A diferencia del erotismo, la pornografía es una invención moderna de la sexualidad humana. Mientras la primera sólo necesita de la imaginación, la segunda requiere de un impulso gráfico para provocar excitación. La figura humana envuelta en placer devuelve un impulso casi instantáneo en la mayoría de las personas, que de inmediato se colocan en un punto medio entre espectador y protagonista, en relación directa con la imagen que genera tal reacción, pero, ¿cómo ha cambiado el porno a través de la historia? ¿Cómo se determina lo que resulta atractivo y deseable, en contraposición con lo desagradable?
Un punto de partida para generar toda clase de preguntas es la obra de John Currin. Desde la creación de la imprenta, el desnudo tomó un sitio prioritario en el imaginario colectivo de la producción sexual de Occidente. Su importancia ya no radica únicamente en la búsqueda desesperada por los cánones estéticos a través de las medidas y proporciones que debe tener un cuerpo humano para ser atractivo, tal y como ocurre en el arte. Su aparición obedece a la persecución de la excitación a partir de lo gráfico.
A primera vista, la obra de Currin puede aparecer como una broma, ilustración grotesca que mezcla las concepciones clásicas de la belleza con la idealización contemporánea del cuerpo, pero viéndolo más de cerca, la representación de los cuerpos que inundan su producción artística evoca un discurso tan evidente como ignorado en la actualidad.
Algunas veces estilizados, otros deformes, las personas que aparecen en la obra de Currin fuera de proporción dan cuenta de una reflexión que evidencia la desconexión entre pornografía y erotismo, la misma que aleja a la alta cultura del arte popular y crea abismos insalvables entre lo que una sociedad es y lo que aspira a ser.
Mientras se lleva al absurdo a los momentos que en primera instancia se antojan repletos de erotismo y sensualidad, se produce una ruptura con los viejos cánones y la lógica que marca el binomio de normalidad y exclusión para todo lo bello como antónimo de la fealdad.
El discurso no se limita y también versa sobre las bases de lo sacro y lo prohibido, la simpleza o la pedantería y la capacidad de asombro que circula con tanta falsedad en galerías y exposiciones artísticas.
Los cuerpos deformados dejan entrever el mundo ideal en el que la pintura se volcó despiadadamente durante siglos, en busca de los cánones estéticos.
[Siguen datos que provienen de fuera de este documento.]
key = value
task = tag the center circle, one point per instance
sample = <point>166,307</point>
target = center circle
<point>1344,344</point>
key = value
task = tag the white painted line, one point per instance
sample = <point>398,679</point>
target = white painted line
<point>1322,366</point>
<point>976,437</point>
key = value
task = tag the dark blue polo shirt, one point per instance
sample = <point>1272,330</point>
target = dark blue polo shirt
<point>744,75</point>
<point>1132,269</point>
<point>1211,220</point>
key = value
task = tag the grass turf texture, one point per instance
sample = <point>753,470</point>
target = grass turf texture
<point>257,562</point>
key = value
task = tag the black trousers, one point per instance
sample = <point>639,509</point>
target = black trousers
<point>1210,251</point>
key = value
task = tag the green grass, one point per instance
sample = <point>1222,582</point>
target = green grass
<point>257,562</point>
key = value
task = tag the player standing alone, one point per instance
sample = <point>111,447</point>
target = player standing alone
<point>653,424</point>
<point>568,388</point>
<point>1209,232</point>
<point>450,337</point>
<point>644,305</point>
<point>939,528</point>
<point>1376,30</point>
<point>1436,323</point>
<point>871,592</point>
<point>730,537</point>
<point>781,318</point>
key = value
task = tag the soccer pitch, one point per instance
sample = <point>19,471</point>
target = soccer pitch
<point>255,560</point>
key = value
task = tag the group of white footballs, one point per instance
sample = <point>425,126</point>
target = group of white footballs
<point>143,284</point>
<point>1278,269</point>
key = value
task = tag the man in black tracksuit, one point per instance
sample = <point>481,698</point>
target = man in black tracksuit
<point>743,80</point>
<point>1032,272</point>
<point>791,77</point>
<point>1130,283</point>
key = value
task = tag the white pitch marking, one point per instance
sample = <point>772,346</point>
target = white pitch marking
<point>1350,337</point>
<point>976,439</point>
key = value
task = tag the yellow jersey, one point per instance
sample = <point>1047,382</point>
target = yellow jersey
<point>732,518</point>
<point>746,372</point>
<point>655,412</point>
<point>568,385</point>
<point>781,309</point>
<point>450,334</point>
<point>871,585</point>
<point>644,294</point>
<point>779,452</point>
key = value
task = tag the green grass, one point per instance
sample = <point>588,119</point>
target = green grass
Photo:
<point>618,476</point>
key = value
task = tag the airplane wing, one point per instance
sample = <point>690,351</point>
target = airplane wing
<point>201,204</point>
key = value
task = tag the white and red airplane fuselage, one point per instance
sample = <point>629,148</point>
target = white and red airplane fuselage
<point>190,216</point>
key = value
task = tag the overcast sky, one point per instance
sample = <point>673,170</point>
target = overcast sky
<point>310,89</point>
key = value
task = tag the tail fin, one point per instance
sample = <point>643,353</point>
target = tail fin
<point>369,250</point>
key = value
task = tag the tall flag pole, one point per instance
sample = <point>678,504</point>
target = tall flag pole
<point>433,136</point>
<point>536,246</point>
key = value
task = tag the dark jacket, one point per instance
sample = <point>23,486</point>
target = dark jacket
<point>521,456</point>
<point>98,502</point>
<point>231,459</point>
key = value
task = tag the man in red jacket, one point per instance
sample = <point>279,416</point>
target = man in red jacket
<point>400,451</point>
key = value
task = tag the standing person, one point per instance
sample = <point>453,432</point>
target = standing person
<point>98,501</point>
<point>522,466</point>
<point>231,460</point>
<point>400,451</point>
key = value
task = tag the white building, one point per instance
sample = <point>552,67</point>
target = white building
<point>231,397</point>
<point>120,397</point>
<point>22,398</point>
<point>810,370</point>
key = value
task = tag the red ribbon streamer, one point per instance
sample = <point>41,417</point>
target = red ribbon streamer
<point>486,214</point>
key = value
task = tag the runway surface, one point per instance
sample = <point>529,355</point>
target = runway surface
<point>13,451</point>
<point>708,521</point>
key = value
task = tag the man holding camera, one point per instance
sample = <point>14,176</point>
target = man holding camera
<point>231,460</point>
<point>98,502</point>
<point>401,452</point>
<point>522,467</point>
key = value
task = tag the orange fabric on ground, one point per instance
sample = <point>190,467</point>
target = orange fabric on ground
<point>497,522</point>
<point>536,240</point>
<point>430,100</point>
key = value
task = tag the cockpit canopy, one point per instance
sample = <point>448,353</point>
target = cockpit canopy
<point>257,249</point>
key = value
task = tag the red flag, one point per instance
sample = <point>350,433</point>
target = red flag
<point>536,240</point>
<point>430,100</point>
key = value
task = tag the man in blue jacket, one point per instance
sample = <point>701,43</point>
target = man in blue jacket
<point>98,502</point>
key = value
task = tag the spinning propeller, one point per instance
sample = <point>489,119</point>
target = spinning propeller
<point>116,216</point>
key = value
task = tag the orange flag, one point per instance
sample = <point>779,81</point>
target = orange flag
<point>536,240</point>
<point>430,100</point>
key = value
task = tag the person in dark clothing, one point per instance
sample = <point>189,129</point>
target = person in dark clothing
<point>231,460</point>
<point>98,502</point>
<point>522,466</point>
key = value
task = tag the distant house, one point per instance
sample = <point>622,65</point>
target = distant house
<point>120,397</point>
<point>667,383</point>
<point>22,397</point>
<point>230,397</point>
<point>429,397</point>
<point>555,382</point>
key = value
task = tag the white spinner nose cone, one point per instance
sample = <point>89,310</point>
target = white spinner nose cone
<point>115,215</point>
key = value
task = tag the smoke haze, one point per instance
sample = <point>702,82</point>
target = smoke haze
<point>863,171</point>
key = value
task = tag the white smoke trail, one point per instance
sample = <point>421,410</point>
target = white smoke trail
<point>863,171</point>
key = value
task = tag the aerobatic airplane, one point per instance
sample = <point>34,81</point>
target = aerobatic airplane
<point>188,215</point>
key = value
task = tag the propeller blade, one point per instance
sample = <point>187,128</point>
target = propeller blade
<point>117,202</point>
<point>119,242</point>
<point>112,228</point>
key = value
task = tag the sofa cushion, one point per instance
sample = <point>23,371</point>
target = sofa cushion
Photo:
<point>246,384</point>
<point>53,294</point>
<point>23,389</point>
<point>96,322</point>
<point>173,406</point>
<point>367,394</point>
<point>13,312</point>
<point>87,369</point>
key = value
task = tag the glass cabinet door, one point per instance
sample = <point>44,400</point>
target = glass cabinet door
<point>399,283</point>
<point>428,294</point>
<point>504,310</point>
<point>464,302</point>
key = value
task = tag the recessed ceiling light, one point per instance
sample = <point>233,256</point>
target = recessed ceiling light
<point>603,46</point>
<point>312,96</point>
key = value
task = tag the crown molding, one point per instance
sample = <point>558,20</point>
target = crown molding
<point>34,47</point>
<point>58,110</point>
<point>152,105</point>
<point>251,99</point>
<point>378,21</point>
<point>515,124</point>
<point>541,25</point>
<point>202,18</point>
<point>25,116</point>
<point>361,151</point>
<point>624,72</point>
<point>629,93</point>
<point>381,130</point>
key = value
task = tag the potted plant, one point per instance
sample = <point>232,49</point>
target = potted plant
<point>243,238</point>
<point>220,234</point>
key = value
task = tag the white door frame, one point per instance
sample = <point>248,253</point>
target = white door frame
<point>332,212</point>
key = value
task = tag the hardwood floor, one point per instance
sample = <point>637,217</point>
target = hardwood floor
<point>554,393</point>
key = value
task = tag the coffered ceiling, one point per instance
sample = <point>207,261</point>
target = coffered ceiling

En este sentido, la llegada de las vanguardias y los movimientos disruptivos del siglo XX marcaron una ruptura definitiva; sin embargo, en las figuras ocurre un efecto poco pensado con anterioridad:
La técnica de John Currin no está en duda. Su estilo, próximo al de los grandes maestros renacentistas, alude a escenas propias de la sociedad parisina de Manet o el clasicismo de Degas y a otras manifestaciones propias de la alta cultura; sin embargo, las situaciones burdas y extravagantes provocan una interpretación tan personal como crítica de la sociedad actual.